Accessibility expert and WebAIM associate director Jared Smith has warned us all to stop using carousels. His warning comes in the form of microsite Should I Use A Carousel?, which - in carousel format - provides reasoning for not using this kind of interface component. Along with posing accessibility issues for keyboard and screen readers, industry figures quoted on the site argue carousels are poor from an engagement standpoint.
Smith (JS) spoke to .net about the reasoning behind the site, and why carousels should be avoided.
.net: What was the thinking behind the site?
JS: I created shouldiuseacarousel.com on a whim. WebAIM provides web accessibility consulting, and I was preparing for a webcast for higher education institutions on keyboard accessibility. As I researched carousels, I decided at the last minute to write a carousel to share my findings and demonstrate carousel usability issues in a way that would educate, entertain, and cause folks to realise, "Hey, these things really are frustrating”. I spent less than an hour building the site and $10 for the domain!
.net: What has the reception been to the site?
JS: On Tuesday afternoon I tweeted the URL. I woke up the next morning to 214 text messages and about a thousand Twitter alerts! I spent the next few hours trying to keep our server from crashing under the traffic load and being amazed at the power of social media. The site has had well over 100,000 page views in 36 hours, but I’m mostly happy with the dialog and thought it has encouraged, especially in the web design community.
.net: Why do you think carousels have become so popular?
JS: I think carousels are popular because they're popular! They began on a few trendy sites, and so others followed. There has been little testing of them, and because they're dynamic, scripted elements, it's harder to measure their effectiveness and use. I admit carousels work adequately for finding content you already know is within the carousel, but they’re much less effective for end users to discover content they don't know about. Without end user testing, it's easy to overlook the issues your own carousels might cause.
.net: So why do people use them?
JS: Carousels are seemingly an easy fix to two universal design problems: how do I fit so much content into so little space, and how do I decide what content is the most important?
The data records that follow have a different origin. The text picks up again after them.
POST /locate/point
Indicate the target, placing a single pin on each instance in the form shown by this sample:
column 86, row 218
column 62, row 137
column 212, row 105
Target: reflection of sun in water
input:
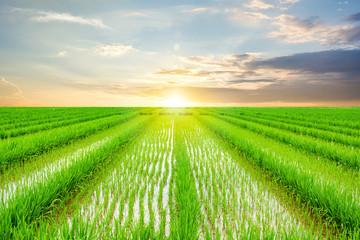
column 174, row 101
It's easy to justify away the usability issues of a carousel when you consider the benefits of presenting multiple content pieces in such little real estate. This has been exacerbated by unfounded focus on above-the-fold design.
.net: If a client or boss argues you must place a carousel on the page, how should you argue against this? What would be a better thing to replace it with?
JS: In WebAIM's accessibility efforts, we've found demonstrating accessibility issues—such as listening to a page in a screen reader—is the best way to make people acutely aware of the end user impact. Demonstrating carousel usability and accessibility issues—or better, watching an actual end user experience them—will usually do the trick.
As for alternatives, I simply don't think there is a suitable interaction or widget that can replace carousels. Eradicating carousels will instead force better content and design decisions—what is the most important content and how can I present it in a meaningful, simple, and accessible way? If my site has caused some people to realise this, it has succeeded.
.net: You’ve mentioned carousels impacting on accessibility, but in what ways does this happen?
JS: Beyond usability frustrations caused by carousels for all users, there are several distinct issues for users with disabilities. For auto-playing carousels, having content automatically disappear can cause loss of focus for screen reader and keyboard users that are reading or have keyboard focus on that content when it animates away. This can force the user back to the top of the page.
There also is no easy way to semantically or programmatically associate the controls for a carousel—often just numbers or dots—with the carousel content. This is especially difficult for users that cannot see the interface. The cognitive load and distraction caused by carousels can be especially difficult for some users with cognitive and learning disabilities.
If, after all this, you decide to implement a carousel, we recommend not having it automatically advance. Give control of the content presentation to the user. If it does auto-advance, provide a pause link or button, and ensure that the carousel pauses if the user hovers their mouse over or sets keyboard focus to the carousel or its controls.
.net: Are there any other regularly used web design components you also think should be consigned to history?
JS: Beyond Flash and a few other things that are already consigned to history, it's very rare that we cannot come up with suitable accessible solutions to complex interactions. If you can justify the presentation and interaction, we can make it accessible, especially using the ARIA (Accessible Rich Internet Applications) specification.
Carousels are a rare exception because they combine so many usability, accessibility, and content issues for all users into one widget. Even if made technically accessible or compliant, functionally, the end user experience is unlikely to be a good one. And hopefully shouldiuseacarousel.com has prompted thought about this and other usability and accessibility concerns.